Para el experto argentino Pablo Bertinat, Magíster en sistemas ambientales humanos, el “sistema energético no solo compromete la producción y consumo de energía, sino que esto incluye políticas públicas, conflictos sectoriales, alianzas geo-políticas, estrategias empresariales, desarrollos tecnológicos, diversificación productiva, distribución de la riqueza”, entre otros. Además enfatiza que “el sistema energético se configura como un conjunto de relaciones que vinculan a los seres humanos con la naturaleza que se encuentra determinadas por las relaciones de producción existentes, y que todo lo anterior ha de ser tenido en cuenta al momento de realizar una transición energética”.

En el caso de Colombia, la transición energética está sujeta a engaños por parte de los gobiernos debido a los intereses económicos que representan, donde el Ministro de Minas y Energía anuncia una revolución energética, pero en realidad se sigue impulsando la explotación de carbón térmico e hidrocarburos de manera constante hasta el año 2050, así lo señala Natalia Orduz, coordinadora de proyectos socio ambientales de la Heinrich Boll y  Magíster en Conservación y uso de la Biodiversidad. También señaló que “el Gobierno de Colombia no tiene ningún tipo compromiso con disminuir la producción y explotación de combustibles fósiles y si por el contrario los va a aumentar”, de este modo, el discurso de transición energética queda en el papel y propaganda política.

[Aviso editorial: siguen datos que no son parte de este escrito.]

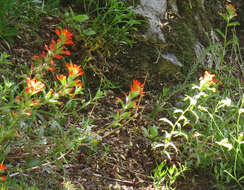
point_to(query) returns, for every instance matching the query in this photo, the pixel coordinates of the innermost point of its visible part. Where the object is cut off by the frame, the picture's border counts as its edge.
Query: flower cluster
(70, 85)
(130, 101)
(2, 168)
(231, 10)
(55, 50)
(33, 86)
(207, 80)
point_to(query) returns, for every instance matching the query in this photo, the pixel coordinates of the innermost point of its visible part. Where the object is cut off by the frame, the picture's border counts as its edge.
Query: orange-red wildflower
(3, 167)
(210, 78)
(119, 99)
(231, 8)
(61, 77)
(33, 86)
(3, 178)
(137, 87)
(74, 70)
(51, 69)
(78, 83)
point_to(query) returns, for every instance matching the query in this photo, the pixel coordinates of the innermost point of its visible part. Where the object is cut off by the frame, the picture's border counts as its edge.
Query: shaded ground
(124, 159)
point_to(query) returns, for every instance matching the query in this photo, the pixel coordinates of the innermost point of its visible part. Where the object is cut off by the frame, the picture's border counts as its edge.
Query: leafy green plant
(7, 30)
(165, 177)
(33, 103)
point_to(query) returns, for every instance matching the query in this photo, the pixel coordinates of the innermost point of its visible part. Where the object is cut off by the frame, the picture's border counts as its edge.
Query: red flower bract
(137, 87)
(33, 86)
(74, 70)
(3, 178)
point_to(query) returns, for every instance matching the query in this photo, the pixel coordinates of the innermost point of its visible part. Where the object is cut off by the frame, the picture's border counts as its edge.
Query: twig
(45, 164)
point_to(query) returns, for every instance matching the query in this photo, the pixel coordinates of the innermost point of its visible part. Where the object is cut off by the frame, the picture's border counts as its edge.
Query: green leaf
(154, 131)
(220, 33)
(233, 24)
(32, 163)
(80, 18)
(167, 121)
(145, 132)
(229, 43)
(89, 32)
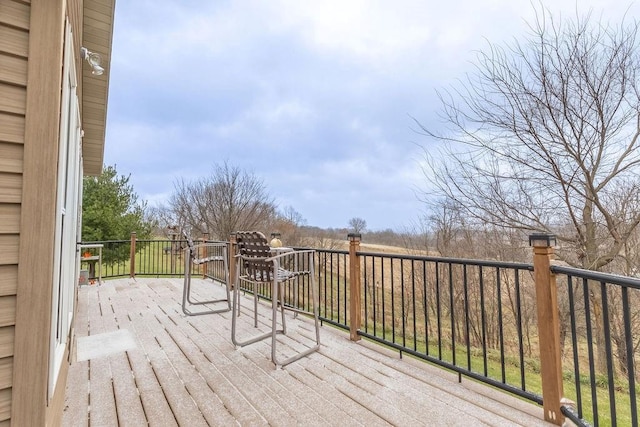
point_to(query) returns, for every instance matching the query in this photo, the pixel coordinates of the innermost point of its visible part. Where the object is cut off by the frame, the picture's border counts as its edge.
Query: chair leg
(236, 312)
(274, 358)
(187, 302)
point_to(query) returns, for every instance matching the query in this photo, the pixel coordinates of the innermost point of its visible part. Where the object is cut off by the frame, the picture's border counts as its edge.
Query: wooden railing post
(231, 258)
(354, 286)
(548, 326)
(132, 256)
(204, 254)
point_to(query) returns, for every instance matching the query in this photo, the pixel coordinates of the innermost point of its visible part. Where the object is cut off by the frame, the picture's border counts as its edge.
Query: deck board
(184, 370)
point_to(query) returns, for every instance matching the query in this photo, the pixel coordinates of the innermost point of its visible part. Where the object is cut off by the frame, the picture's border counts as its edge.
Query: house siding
(14, 45)
(31, 58)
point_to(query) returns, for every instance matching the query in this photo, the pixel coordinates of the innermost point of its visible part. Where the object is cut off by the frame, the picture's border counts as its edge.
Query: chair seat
(190, 259)
(198, 261)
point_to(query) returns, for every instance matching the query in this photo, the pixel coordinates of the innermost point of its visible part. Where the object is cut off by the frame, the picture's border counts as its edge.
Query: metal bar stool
(257, 265)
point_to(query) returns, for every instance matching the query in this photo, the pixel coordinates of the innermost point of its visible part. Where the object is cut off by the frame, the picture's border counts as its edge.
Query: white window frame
(69, 188)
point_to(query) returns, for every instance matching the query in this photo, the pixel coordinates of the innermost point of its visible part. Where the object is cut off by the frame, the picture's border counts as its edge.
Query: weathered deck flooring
(185, 371)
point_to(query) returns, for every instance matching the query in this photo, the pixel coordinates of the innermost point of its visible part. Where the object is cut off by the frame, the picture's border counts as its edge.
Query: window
(67, 214)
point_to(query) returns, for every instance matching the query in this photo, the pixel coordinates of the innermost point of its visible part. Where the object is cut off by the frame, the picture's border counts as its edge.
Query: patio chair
(215, 252)
(258, 265)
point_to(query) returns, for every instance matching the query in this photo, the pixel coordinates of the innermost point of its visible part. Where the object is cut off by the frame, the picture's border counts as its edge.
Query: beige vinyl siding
(14, 47)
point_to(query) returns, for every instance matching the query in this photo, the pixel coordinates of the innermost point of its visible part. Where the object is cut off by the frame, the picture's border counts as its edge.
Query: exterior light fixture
(542, 239)
(93, 59)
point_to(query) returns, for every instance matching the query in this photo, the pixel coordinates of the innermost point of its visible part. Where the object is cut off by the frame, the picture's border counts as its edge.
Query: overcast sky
(315, 98)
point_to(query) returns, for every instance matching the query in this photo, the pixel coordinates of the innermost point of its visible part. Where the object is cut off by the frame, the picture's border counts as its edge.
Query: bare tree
(229, 200)
(357, 225)
(545, 133)
(288, 222)
(544, 136)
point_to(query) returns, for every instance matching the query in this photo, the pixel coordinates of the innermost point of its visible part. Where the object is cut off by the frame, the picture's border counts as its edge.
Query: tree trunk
(589, 261)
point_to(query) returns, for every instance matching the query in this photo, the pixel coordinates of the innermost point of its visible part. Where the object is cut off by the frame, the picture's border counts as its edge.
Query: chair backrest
(254, 249)
(189, 243)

Por ende, caminar hacia la transición energética tiene sus costos y requiere de una gran expansión de recursos si se quieren cumplir las metas acordadas por la comunidad internacional, como sugiere José Coronado, investigador en el Institute of Innovation and Public Purpose de University College London, quien, basado en cálculos de la AEI se requeriría alrededor de 589 billones de dólares de inversión anual en energías renovables a nivel global para prevenir un aumento promedio de 2°C de la temperatura, sin embargo entre los años 2015-2019 dicha inversión ha llegado en promedio a los 310 billones de dólares, y aunque ha habido un avance, este no es suficiente y se necesita un esfuerzo mayor.

Para Andrea Cardoso, Doctora en Ciencia y Tecnología, el papel de la mujer en la transición energética es vital y la equidad de género juega un rol muy importante. Además indica que en los territorios mineros en Colombia “se necesitan desarrollar espacios participativos entre mujeres y hombres, pues da como ejemplo la minería de carbón la cual está gobernada por parámetros patriarcales donde se presentan casos de abuso sexual y explotación de género”.